Obrigados a um evento em comum de uma prima mais insistente do que talentosa, compareceram a um teatro para a encenação de Romeu e Julieta. De repente, viram-se rindo nos momentos mais inadequados. Não eram as ambiguidades vulgares da Ama, risíveis ao extremo. Eram as declarações de amor... Romeu queria jurar pela Lua? Os dois seguraram a boca para não causarem escândalo público. Debatiam os infelizes amantes se era um rouxinol ou uma cotovia que cantava ao longe após a noite de amor total? Ele não se aguentou e disse baixinho: “Daqui a três anos será um urubu...”. Ela ouviu e não se aguentou. O riso foi tão estridente que os atores pararam no palco, para alegria da memória do Bardo. O público fuzilou. Eles pediram desculpas e se seguraram. Por fim, diante da gelada tumba dos Capuletos, entre venenos e adagas, na longa cena da morte teatral dos dois apaixonados, foi incontrolável. Ele e ela desataram em gargalhadas e tiveram de sair da plateia, perdendo o final iminente da peça e a estima da prima insistente.
Em distância segura e indo para o carro, voltaram a rir de forma como não faziam havia anos. Engasgavam com a veia cômica. Repetiam, de forma irônica, as falas dos apaixonados. Profetizavam o desastre se tivessem atingido, como eles, as bodas de porcelana (20 anos). Então, perto do carro, em um ato de impulso, beijaram-se ternamente. Tinham entendido que se odiavam por causa de um modelo de amor romântico. Tinham desejado ser todo casal incendiado pelo sentido alheio. Perceberam que não necessitavam um do outro para um sentido de viver. Uniram-se no ceticismo do amor ideal. Interpretaram como ódio o que era uma, afinal, dissonância em relação a um modelo criado na poesia provençal e italiana. Não era raiva, apenas era um choque entre elenco e roteiro. O texto não tinha sido escrito por eles. Isso causava o dano e o atrito contínuo, como se fosse uma peça de ballet clássico escrita para lutadores de sumô. E se lutassem em vez de bailar? Se dormissem afastados como sempre desejaram sem usar o ronco alheio como álibi? E se rissem juntos de todos os Romeus e Julietas do mundo? Se batessem palmas quando Leonardo DiCaprio se afogasse, congelado, porque isso o livraria da terrível necessidade de ser intenso como a bordo do Titanic?
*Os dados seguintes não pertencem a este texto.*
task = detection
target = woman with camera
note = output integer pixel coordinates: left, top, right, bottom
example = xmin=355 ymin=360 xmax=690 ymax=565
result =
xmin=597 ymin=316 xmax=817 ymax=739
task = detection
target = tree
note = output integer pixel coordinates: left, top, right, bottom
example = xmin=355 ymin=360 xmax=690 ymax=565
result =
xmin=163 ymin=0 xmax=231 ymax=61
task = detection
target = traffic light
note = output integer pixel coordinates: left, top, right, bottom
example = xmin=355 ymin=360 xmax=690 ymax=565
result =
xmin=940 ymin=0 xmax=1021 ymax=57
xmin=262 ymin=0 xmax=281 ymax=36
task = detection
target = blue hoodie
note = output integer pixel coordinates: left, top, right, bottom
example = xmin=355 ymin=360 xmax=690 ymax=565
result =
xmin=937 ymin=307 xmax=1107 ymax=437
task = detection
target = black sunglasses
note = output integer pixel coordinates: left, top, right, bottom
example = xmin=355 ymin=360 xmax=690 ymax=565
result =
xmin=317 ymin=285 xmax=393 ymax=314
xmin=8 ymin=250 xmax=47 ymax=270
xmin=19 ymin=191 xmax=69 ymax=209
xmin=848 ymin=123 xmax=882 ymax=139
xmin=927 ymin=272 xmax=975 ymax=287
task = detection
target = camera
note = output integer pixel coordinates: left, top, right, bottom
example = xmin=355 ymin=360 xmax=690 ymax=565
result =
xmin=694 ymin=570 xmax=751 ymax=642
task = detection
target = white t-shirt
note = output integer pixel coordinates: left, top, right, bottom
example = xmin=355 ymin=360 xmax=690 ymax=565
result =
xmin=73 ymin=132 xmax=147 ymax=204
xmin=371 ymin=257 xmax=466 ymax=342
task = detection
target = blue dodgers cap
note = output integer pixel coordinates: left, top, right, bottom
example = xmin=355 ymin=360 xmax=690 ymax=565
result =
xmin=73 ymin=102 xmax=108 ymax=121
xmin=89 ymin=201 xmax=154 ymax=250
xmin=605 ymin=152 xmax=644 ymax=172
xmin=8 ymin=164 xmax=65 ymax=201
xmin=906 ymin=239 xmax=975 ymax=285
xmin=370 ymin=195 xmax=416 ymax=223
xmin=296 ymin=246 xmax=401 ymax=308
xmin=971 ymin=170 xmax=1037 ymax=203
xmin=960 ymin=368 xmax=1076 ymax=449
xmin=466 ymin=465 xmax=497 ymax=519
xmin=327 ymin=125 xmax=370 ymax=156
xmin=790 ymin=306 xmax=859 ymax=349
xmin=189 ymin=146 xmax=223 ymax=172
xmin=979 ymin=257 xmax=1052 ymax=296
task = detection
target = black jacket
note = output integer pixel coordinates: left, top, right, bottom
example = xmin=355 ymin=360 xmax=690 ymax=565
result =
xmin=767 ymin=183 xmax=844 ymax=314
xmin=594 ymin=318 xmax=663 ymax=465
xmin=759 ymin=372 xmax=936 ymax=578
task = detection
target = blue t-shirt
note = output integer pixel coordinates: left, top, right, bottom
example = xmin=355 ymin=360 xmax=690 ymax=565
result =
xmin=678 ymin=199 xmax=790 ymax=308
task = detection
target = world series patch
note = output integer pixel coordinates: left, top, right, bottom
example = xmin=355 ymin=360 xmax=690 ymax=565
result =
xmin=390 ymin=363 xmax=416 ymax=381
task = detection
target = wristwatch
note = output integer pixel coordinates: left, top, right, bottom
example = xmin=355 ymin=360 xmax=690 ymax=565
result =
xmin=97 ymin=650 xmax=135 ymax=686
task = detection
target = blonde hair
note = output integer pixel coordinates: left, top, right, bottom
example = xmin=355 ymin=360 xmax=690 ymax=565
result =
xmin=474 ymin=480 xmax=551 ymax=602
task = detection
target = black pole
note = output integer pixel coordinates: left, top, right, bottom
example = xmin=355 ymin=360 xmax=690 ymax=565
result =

A peça foi uma epifania. Ali, no carro, em pleno estacionamento, agarraram-se com o furor de um novo tipo de cio matrimonial. Não precisariam se amar como os dois noivinhos sobre o bolo de casamento. Eram, enfim, livres de roteiros estranhos a eles. Um ano depois da peça, celebraram as bodas de papel, aquele fato que assinala um ano de casamento. Estavam, enfim, casados. O papel era, agora, em branco para que cada um escrevesse sua realidade. A porcelana das bodas anteriores era frágil e deveria ser admirada para as visitas. O papel era multiúso. É preciso ter esperança para amar e, talvez, alguma liberdade para os papéis.
Leandro Karnal é historiador e escritor.